Compare this with the FastFat implementation:


VOID
FatQueryPositionInfo (
    IN PIRP_CONTEXT IrpContext,
    IN PFILE_OBJECT FileObject,
    IN OUT PFILE_POSITION_INFORMATION Buffer,
    IN OUT PLONG Length
    )

/*++

Routine Description:

    This routine performs the query position information function for fat.

Arguments:

    FileObject - Supplies the File object being queried

    Buffer - Supplies a pointer to the buffer where the information is to
        be returned

    Length - Supplies the length of the buffer in bytes, and receives the
        remaining bytes free in the buffer upon return.

Return Value:

    None

--*/

{
    PAGED_CODE();

    DebugTrace(+1, Dbg, "FatQueryPositionInfo...\n", 0);

    //
    //  Get the current position found in the file object.
    //

    Buffer->CurrentByteOffset = FileObject->CurrentByteOffset;

    //
    //  Update the length and status output variables
    //

    *Length -= sizeof( FILE_POSITION_INFORMATION );

    DebugTrace( 0, Dbg, "*Length = %08lx\n", *Length);

    DebugTrace(-1, Dbg, "FatQueryPositionInfo -> VOID\n", 0);

    UNREFERENCED_PARAMETER( IrpContext );

    return;
}

Not at all that different, right ? Anyway, I figured I should set an on-access breakpoint to see where the information that I set in the buffer was read:

1: kd> ba r 4 937dd744  
1: kd> g
Breakpoint 0 hit
nt!ExDeferredFreePool+0x2e3:
82931943 894604          mov     dword ptr [esi+4],eax

So as you can see the buffer wasn't access until the memory got freed.

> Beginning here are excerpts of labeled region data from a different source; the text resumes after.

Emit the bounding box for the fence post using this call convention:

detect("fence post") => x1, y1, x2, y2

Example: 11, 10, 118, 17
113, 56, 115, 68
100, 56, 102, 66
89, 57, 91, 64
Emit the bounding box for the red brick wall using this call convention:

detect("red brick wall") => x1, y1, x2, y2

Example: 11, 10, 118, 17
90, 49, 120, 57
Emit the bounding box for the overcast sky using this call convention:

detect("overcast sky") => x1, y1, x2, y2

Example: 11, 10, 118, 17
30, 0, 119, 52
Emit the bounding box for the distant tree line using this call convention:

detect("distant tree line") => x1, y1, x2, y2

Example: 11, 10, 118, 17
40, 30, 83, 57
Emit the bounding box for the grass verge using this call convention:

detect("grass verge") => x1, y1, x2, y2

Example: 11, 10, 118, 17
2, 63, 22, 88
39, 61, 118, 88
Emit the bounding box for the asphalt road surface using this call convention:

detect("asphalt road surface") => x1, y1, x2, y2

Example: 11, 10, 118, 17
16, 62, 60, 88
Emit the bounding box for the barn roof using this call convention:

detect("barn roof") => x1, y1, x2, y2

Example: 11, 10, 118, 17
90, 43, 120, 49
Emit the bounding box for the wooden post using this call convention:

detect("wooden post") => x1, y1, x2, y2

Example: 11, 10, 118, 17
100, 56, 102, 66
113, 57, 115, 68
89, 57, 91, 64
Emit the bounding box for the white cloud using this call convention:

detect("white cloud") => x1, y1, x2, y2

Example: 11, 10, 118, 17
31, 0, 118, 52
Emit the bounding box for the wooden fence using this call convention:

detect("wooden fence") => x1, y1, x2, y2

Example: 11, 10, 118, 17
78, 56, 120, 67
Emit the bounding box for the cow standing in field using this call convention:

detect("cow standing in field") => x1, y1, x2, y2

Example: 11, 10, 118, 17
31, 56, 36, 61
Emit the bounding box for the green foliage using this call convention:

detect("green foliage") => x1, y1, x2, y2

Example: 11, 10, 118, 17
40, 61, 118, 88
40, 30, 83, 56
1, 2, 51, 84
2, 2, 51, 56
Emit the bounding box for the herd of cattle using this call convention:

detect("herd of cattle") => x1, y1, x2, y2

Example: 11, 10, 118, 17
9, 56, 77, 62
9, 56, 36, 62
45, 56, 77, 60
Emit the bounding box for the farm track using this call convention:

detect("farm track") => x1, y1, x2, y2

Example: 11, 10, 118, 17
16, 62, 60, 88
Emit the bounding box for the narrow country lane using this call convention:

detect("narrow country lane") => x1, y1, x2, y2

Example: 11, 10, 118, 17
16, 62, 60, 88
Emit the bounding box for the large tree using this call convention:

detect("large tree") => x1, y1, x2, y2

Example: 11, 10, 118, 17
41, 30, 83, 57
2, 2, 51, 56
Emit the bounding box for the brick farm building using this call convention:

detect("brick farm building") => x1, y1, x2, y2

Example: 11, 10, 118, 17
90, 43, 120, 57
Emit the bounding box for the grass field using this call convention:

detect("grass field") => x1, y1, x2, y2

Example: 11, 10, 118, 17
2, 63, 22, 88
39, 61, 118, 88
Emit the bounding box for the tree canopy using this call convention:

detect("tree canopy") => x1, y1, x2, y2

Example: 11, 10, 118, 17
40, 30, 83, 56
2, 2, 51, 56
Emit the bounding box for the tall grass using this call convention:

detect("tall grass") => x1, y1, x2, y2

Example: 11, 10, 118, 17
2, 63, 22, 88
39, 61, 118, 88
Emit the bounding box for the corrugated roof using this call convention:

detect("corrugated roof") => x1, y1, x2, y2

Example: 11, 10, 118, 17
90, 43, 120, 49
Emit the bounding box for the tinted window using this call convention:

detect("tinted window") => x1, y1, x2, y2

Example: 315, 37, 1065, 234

I then decided to compare it with what happens when my filter is not in the picture:

1: kd> ba r 4 94b6c874  
1: kd> g
Breakpoint 0 hit
nt!memcpy+0x134:
8284f8f4 89448ffc        mov     dword ptr [edi+ecx*4-4],eax
1: kd> kn
 # ChildEBP RetAddr  
00 9a037bf8 828b31c3 nt!memcpy+0x134
01 9a037c48 82a6e017 nt!IopCompleteRequest+0xa0
02 9a037d18 8285444a nt!NtQueryInformationFile+0x86c
03 9a037d18 779c64f4 nt!KiFastCallEntry+0x12a
...

And this was where it hit me. Since this was BUFFERED_IO, the IO manager was supposed to copy the data I provided back into the user's buffer. But as we can clearly see, with my filter there was no access to the buffer at all. This is because I didn’t set the IoStatus.Information properly. I did set it to 0 somewhere up the in the beginning of the function but forgot to set it to reflect the size of the data that I filled in when completing the request. The net result was that ProcMon was smart enough not to display anything because it got no data back, but the application had no idea this was going on and so it used whatever happened to be in the buffer as the actual position, and then proceeded to set that position as the EndOfFile. After setting the IoStatus.Information properly the application started working. For completeness, this is the code that worked:


            case FilePositionInformation:
                {
                    PFILE_POSITION_INFORMATION positionInfo = Data->Iopb->Parameters.QueryFileInformation.InfoBuffer;

                    // retrieve the current position from the file object

                    positionInfo->CurrentByteOffset = FltObjects->FileObject->CurrentByteOffset;

                    // then complete the operation

                    Data->IoStatus.Status = STATUS_SUCCESS;
                    Data->IoStatus.Information = sizeof(positionInfo->CurrentByteOffset);
                    callbackStatus = FLT_PREOP_COMPLETE;
                }
                break;

In closing I'd like to point to Doron's blog on How to return the number of bytes required for a subsequent operation that explains some more of the inner workings on IoStatus.Information and how the IO manager uses it.